Achtung bei der Urlaubsplanung: Oft wird eine Beratungsgebühr im Reisebüro verlangt.
Achtung bei der Urlaubsplanung: Oft wird eine Beratungsgebühr im Reisebüro verlangt.

Auch Reisebüros lassen sich ihre Beratung etwas kosten. Doch erst wenn der Kunde eine Reise tatsächlich kauft, erhält der Reiseverkäufer eine Provision. Aber wer zahlt die, wenn der Käufer nach der Beratung nicht bucht?
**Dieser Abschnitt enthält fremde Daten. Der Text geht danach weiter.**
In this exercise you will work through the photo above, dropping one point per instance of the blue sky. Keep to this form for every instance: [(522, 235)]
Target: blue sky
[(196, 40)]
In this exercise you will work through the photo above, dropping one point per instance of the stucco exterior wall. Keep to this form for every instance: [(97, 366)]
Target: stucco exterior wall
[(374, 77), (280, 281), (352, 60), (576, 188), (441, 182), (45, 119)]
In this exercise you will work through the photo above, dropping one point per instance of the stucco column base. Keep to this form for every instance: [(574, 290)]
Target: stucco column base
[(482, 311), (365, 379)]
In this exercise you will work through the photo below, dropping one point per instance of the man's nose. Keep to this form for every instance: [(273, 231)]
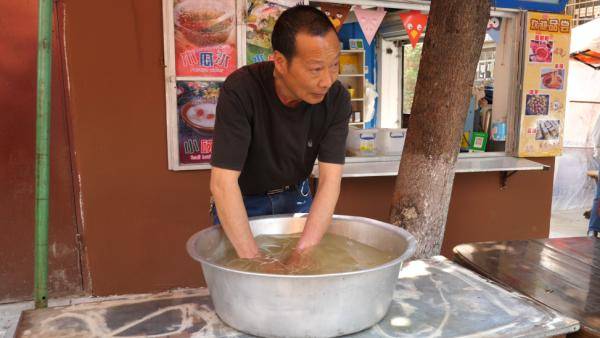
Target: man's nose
[(327, 78)]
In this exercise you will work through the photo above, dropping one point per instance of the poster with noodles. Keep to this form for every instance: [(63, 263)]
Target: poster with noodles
[(544, 85), (260, 20), (196, 113), (205, 37)]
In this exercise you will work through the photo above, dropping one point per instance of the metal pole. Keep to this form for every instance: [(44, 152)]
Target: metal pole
[(42, 168)]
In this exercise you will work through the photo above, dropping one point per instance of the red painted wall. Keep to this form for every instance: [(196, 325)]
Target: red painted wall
[(18, 47)]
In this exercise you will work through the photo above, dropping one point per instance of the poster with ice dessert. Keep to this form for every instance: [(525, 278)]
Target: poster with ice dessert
[(544, 84), (196, 113), (205, 37), (260, 20)]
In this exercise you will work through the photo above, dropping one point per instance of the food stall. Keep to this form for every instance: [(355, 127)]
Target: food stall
[(514, 124)]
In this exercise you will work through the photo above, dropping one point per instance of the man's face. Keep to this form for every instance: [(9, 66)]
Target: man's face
[(314, 67)]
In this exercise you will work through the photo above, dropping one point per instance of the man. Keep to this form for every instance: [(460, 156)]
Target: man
[(594, 224), (273, 120)]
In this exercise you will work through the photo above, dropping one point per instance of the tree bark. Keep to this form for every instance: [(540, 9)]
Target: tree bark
[(453, 42)]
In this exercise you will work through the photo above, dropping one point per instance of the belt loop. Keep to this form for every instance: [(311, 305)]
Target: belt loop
[(302, 185)]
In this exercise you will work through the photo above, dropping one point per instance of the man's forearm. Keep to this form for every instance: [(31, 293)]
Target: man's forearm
[(234, 219), (320, 214)]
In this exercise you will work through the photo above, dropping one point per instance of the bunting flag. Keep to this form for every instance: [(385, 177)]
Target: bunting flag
[(493, 29), (369, 21), (414, 23), (336, 13)]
Herr Meier lässt sich 45 Minuten lang im Reisebüro „Zur Sonne“ beraten – 14 Tage Mallorca sollen es werden. Zuhause entdeckt Frau Meier im Internet dieselben Vorschläge des Reiseverkäufers, nur günstiger. Familie Meier bucht letzten Endes über das Online-Reiseportal und der Verkäufer im Reisebüro erhält nichts für seine Beratungsleistung.
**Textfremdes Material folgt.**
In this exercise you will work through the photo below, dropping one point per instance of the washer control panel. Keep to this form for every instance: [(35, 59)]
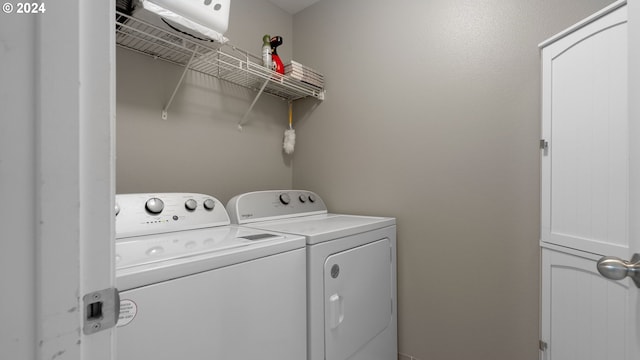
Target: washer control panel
[(146, 214), (274, 204)]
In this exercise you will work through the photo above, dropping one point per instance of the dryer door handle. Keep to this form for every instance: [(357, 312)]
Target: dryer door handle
[(336, 308)]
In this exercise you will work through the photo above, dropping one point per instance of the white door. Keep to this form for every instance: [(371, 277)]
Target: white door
[(590, 186)]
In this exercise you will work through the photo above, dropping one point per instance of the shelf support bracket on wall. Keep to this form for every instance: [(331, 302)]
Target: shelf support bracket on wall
[(246, 114), (166, 107)]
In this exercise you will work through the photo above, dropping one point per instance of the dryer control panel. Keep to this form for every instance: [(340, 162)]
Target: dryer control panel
[(274, 204), (146, 214)]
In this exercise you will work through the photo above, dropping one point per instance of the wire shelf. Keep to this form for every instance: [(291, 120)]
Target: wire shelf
[(222, 61)]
Könnte es den Reisebüros nicht helfen, die Beratungen kostenpflichtig zu machen? Wenigstens für diejenigen Kunden, die trotz Beratung später woanders buchen. „Da gibt es sehr unterschiedliche Ansichten“, sagt Andreas Heimann, Geschäftsführer der DER Reisebüros. Und FTI-Chef Ralph Schiller ergänzt: „Es wird schon lange, lange drüber diskutiert, ohne dass es einmal flächendeckend entschieden wird.“

Beratungsgebühr im Reisebüro – Nicht bei Pauschalurlaub

Seit viele große Fluggesellschaften die Provisionen für den Verkauf ihrer Flugtickets abgeschafft haben, wird dem Reisebürokunden für die Flugtickets meist ein Aufschlag berechnet. Sogenannte Service-Entgelte für die Beratung sind dagegen selten.
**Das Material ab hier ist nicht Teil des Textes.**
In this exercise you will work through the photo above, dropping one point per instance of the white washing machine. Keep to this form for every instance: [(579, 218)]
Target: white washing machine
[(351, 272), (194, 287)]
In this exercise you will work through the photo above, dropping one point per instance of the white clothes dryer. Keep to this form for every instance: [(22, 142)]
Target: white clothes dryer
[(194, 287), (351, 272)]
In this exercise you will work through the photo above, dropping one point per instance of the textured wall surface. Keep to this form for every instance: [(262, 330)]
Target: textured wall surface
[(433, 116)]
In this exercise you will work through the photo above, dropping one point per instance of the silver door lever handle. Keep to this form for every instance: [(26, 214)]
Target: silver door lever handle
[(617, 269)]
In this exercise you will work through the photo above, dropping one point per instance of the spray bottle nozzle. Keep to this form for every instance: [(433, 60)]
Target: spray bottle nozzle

Anders sieht es bei etwas komplexeren Reisewünschen aus. Verlangen die Vorstellungen der Kunden intensivere Beratung, wird durchaus auch mal eine Gebühr erhoben. „Nicht bei klassischen Pauschalreisen, aber bei sehr umfangreichen Beratungen“, bestätigt Heimann.

Beratungsgebühr im Reisebüro - Knackpunkt Wettbewerb

Das Reiseunternehmen Tui folgt genau diesem Prinzip. Für sehr spezielle und zeitaufwendige Beratungen verlangt das Unternehmen immer ein Service-Entgelt. Es sollte aber ein angemessener Betrag sein und der Kunde muss im Voraus auch über diese Gebühr informiert werden. „Aber bei einer Buchung wird das hinterher wieder verrechnet“, erklärt Heimann.

Aber nicht alle Reisebüros erheben diese Gebühren. Und so sollten besonders Kunden die speziellere Reisepläne haben, vergleichen, ob und welche Extrakosten für die Beratung anfallen. In Deutschland gibt es über 11 000 Reisebüros – der Wettkampf ist also groß. Da können Service-Gebühren ein großer Abzugspunkt sein, der die Kunden vertreibt. „Es ist eben nicht so, dass der Kunde bereit ist, das heute einfach zu akzeptieren“, sagt Schiller.